Bogoslof volcano steams on June 22, 2017, before recent explosions. Photo by Cyrus Read, @USGSVolcanoes / Alaska Volcano Observatory
Bogoslof volcano steams on June 22, 2017, before recent explosions. Photo by Cyrus Read, @USGSVolcanoes / Alaska Volcano Observatory

Two brief but dramatic eruptions at the small Bogoslof volcano in the Bering Sea mark the latest of least 50 since December.

Researchers say they could also signal more to come.

The Alaska Volcano Observatory on Tuesday issued a red aviation warning — the agency’s highest level — for an ash cloud reaching 30,000 feet following a 14-minute eruption just after 3:15 a.m.

Seismic activity decreased within a few hours, however, and the volcanic cloud was moving northeast and away from nearby communities, according to a report from the observatory.

That eruption and an earlier one at 5 p.m.
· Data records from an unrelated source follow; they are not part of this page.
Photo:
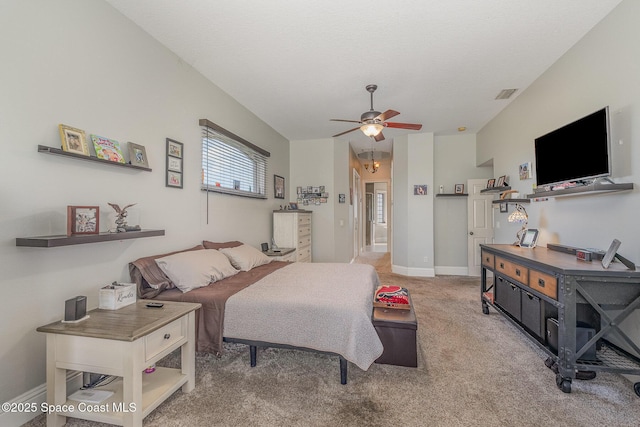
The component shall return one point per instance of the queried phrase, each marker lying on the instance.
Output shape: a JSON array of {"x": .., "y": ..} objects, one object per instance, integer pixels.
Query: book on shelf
[{"x": 107, "y": 149}]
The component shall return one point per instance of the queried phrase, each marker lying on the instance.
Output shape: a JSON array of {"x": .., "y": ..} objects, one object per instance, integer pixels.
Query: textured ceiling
[{"x": 296, "y": 64}]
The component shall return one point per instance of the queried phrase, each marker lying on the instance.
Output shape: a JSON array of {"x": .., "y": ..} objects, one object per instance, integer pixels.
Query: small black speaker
[{"x": 75, "y": 308}]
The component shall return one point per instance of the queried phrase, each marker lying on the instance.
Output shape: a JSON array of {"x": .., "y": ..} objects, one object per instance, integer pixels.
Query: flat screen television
[{"x": 579, "y": 151}]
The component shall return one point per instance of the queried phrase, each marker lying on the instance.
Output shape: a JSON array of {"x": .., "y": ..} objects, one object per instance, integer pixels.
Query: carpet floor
[{"x": 473, "y": 370}]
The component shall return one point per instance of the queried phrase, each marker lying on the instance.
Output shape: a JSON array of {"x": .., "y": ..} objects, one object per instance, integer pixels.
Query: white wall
[
  {"x": 413, "y": 222},
  {"x": 601, "y": 69},
  {"x": 455, "y": 163},
  {"x": 83, "y": 64}
]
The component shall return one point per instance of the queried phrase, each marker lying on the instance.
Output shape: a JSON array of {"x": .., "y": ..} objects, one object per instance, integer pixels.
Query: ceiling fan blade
[
  {"x": 387, "y": 115},
  {"x": 343, "y": 120},
  {"x": 379, "y": 137},
  {"x": 412, "y": 126},
  {"x": 347, "y": 131}
]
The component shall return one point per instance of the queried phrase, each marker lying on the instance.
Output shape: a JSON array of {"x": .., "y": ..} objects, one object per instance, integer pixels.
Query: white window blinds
[{"x": 232, "y": 165}]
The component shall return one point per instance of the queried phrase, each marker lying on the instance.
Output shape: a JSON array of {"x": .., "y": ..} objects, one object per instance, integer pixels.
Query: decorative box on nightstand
[{"x": 281, "y": 254}]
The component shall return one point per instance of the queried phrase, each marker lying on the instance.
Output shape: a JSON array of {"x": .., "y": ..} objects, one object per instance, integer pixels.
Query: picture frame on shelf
[
  {"x": 73, "y": 140},
  {"x": 174, "y": 164},
  {"x": 174, "y": 179},
  {"x": 83, "y": 220},
  {"x": 175, "y": 154},
  {"x": 420, "y": 190},
  {"x": 137, "y": 155},
  {"x": 174, "y": 148},
  {"x": 278, "y": 187},
  {"x": 107, "y": 149}
]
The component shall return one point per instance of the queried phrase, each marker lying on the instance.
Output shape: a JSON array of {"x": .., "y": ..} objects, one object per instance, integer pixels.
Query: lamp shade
[{"x": 371, "y": 129}]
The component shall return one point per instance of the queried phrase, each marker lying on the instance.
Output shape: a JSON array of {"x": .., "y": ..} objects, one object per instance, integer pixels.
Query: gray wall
[{"x": 83, "y": 64}]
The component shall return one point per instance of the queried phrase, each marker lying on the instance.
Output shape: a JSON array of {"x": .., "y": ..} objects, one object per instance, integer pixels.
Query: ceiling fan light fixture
[{"x": 371, "y": 129}]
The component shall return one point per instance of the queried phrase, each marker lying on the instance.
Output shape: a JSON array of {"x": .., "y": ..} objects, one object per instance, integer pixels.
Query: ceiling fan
[{"x": 372, "y": 122}]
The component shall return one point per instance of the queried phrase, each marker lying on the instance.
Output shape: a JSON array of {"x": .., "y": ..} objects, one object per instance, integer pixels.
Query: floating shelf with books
[
  {"x": 59, "y": 152},
  {"x": 496, "y": 189},
  {"x": 79, "y": 239}
]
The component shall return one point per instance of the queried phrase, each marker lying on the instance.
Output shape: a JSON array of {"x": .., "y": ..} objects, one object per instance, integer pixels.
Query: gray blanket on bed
[{"x": 321, "y": 306}]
Monday are “the latest in a series” at Bogoslof, said AVO geophysicist Dave Schneider. He said both matched a pattern of eruptions lasting about 10 minutes or so but putting up a fairly significant ash cloud even in that relatively short time.

The eruptions tend to come in clusters of “two, three, four,” Schneider said, but they aren’t easy to predict.

“They kind of come out of the blue,” he said. “There’s no data that we have that would let us say that something is going to happen in the next couple hours. We’re basically in detection mode.”

The volcano sits about 60 nautical miles west of Dutch Harbor.